After downloading, you can do 
  `pip install -r requirements.txt`
to install the requirements.

## General explanation about Random Variables:
  We use `scipy.stats` package for generating random variables.
  A random variable instance can be created just by giving the appropriate parameters.
  For example for X ~ N(0, 1), we can do: <br>
  `>>> X = stats.norm(0, 1)` <br>
  Once an instance is created, we can calculate pdf, or cdf using `.pdf()`, `.cdf()` methods, or,
  we can take a sample using `.rvs()`: <br>
  `>>> X.pdf(1.96)` for pdf of X ~ N(0, 1) at x = 1.96; <br>
  `>>> X.cdf(1.96)` for cdf of X ~ N(0, 1) at x = 1.96;  <br>
  `>>> X.rvs(1000)` for an i.i.d sample of 1000 from X ~ N(0, 1). <br>

#### Some problems:
  Not every random variable function in `scipy.stats` is intuitive. <br>
  For instance `expon` function creates an instance of an exponential distribution.
  However, if we wish to get an instance of exponential distribution with lambda = 2
  (i.e. with pdf f(x) = 2e^(-2x)), then we would need to use `expon(0, 1/2)`.
  In distributions.py, there are examples given for some popular distributions to clarify any ambiguities.

## Examples

### Outlier Detection:
Here is an example use of our method for a 1D dataset `X`:

```python
from orderstats import scoring
from orderstats.distributions import moving_average_unscaled_kappa
from orderstats.plot_utils import plot_anomalies
scores, scores_sorted = scoring.get_anomaly_scores(X, scoring_func=moving_average_unscaled_kappa)
threshold = scoring.get_kappa_threshold(scores_sorted)
predictions = scores > threshold
plot_anomalies(X, predictions=predictions)
```

### Order Statistics Simulation:
  In general, we will use `OrderSimulation` class in distributions for simulations.
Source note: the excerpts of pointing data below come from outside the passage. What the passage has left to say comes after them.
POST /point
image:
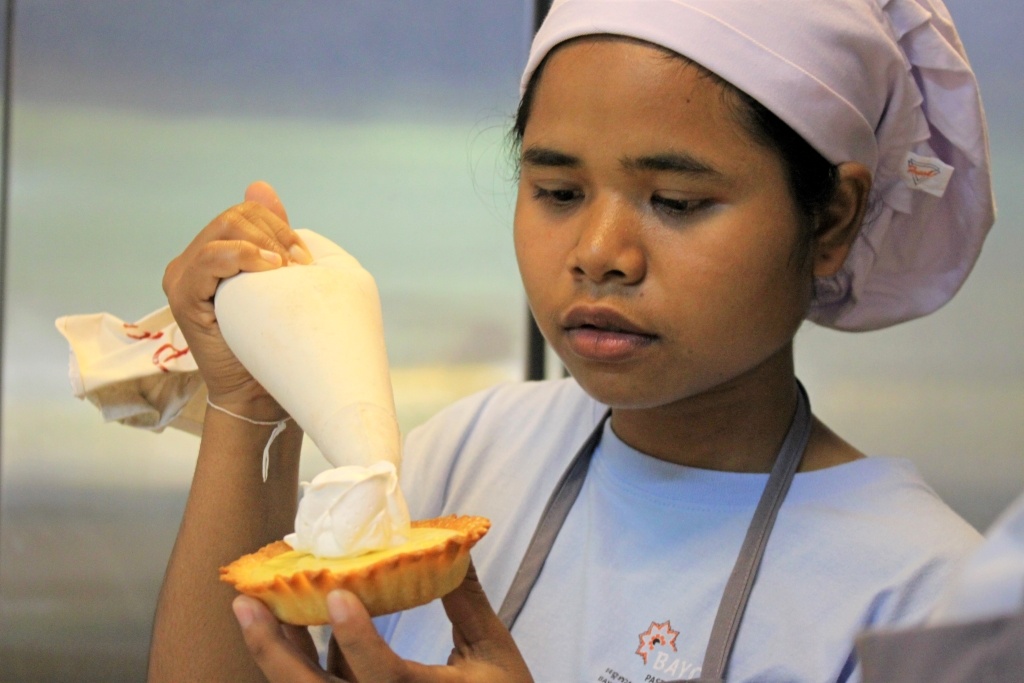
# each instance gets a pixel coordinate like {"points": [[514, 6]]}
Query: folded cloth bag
{"points": [[976, 632], [141, 374]]}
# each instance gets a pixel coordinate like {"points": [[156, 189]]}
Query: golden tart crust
{"points": [[295, 585]]}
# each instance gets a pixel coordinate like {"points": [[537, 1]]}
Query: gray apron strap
{"points": [[551, 522], [737, 589]]}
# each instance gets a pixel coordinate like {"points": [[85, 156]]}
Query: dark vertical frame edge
{"points": [[536, 348], [8, 74]]}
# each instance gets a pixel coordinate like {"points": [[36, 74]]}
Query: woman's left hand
{"points": [[483, 649]]}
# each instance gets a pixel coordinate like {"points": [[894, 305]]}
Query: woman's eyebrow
{"points": [[672, 162], [548, 157]]}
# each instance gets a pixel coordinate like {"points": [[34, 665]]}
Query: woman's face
{"points": [[655, 239]]}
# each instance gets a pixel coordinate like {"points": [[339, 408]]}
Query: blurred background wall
{"points": [[382, 125]]}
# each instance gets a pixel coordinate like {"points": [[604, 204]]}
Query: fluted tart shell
{"points": [[294, 585]]}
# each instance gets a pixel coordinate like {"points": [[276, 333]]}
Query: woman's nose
{"points": [[609, 249]]}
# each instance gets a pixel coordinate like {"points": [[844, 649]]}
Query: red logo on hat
{"points": [[656, 635], [921, 171]]}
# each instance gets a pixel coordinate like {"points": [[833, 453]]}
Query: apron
{"points": [[737, 589], [984, 651]]}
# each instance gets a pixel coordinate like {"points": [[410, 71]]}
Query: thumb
{"points": [[261, 193]]}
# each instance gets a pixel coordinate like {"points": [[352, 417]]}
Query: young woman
{"points": [[696, 179]]}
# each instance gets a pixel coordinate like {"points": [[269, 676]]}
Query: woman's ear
{"points": [[840, 222]]}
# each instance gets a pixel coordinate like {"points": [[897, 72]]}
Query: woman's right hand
{"points": [[250, 237]]}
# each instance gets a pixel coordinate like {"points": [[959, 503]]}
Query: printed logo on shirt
{"points": [[926, 173], [657, 635], [657, 649]]}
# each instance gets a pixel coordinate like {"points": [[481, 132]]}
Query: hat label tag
{"points": [[926, 173]]}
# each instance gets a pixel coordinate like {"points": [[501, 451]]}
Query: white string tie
{"points": [[279, 426]]}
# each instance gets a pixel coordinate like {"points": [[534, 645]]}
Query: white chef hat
{"points": [[882, 82]]}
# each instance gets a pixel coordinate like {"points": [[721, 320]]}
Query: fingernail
{"points": [[300, 255], [339, 605], [243, 611], [269, 256]]}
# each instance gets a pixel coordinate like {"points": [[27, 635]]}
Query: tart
{"points": [[294, 585]]}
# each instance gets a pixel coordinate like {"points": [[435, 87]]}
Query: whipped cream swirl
{"points": [[349, 511]]}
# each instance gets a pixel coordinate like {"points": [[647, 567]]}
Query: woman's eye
{"points": [[557, 197], [677, 207]]}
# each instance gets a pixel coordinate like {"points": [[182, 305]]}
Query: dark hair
{"points": [[812, 178]]}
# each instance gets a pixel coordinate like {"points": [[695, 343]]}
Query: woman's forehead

Any random variable from the `scipy.stats` package can be given to this class as an argument.
  For example, if you wish to simulate the sums of first `m` order statistics from a sample of exponential distribution of size `n`:

```python
from orderstats import OrderSimulation
simulate_normal_dist = OrderSimulation(stats.expon(0, 1), calculate_S_m)
simulation = simulate_normal_dist(10000, n, m)
```

  For studying change point detection, we provide the `MixSimulation` class. For getting a mixed sample with corresponding ids:
```python
from orderstats import MixSimulation
simulate_mixture = MixSimulation(dist1=expon(0, 1), dist2=stats.pareto(2.))
mixed_array, idx = simulate_mixture(n1, n2)
```

### Tail Index Estimation:
Most of the methods for tail index estimation mentioned in [1] is implemented in `tail_estimation`.
As an example for the double bootstrap method:

```python
import numpy as np
N = 1000
pareto_sample = np.random.pareto(2, 1000)
sample_to_estimate_index = np.sort(X,)[::-1] # Sort decreasing
double_bootsrap = DoubleBootstrap()
tail_index = double_bootstrap(N, sample_to_estimate_index)
```

# References:
  [1] Markovich, N. (2008). Nonparametric analysis of univariate heavy-tailed data: research and practice (Vol. 753). John Wiley & Sons.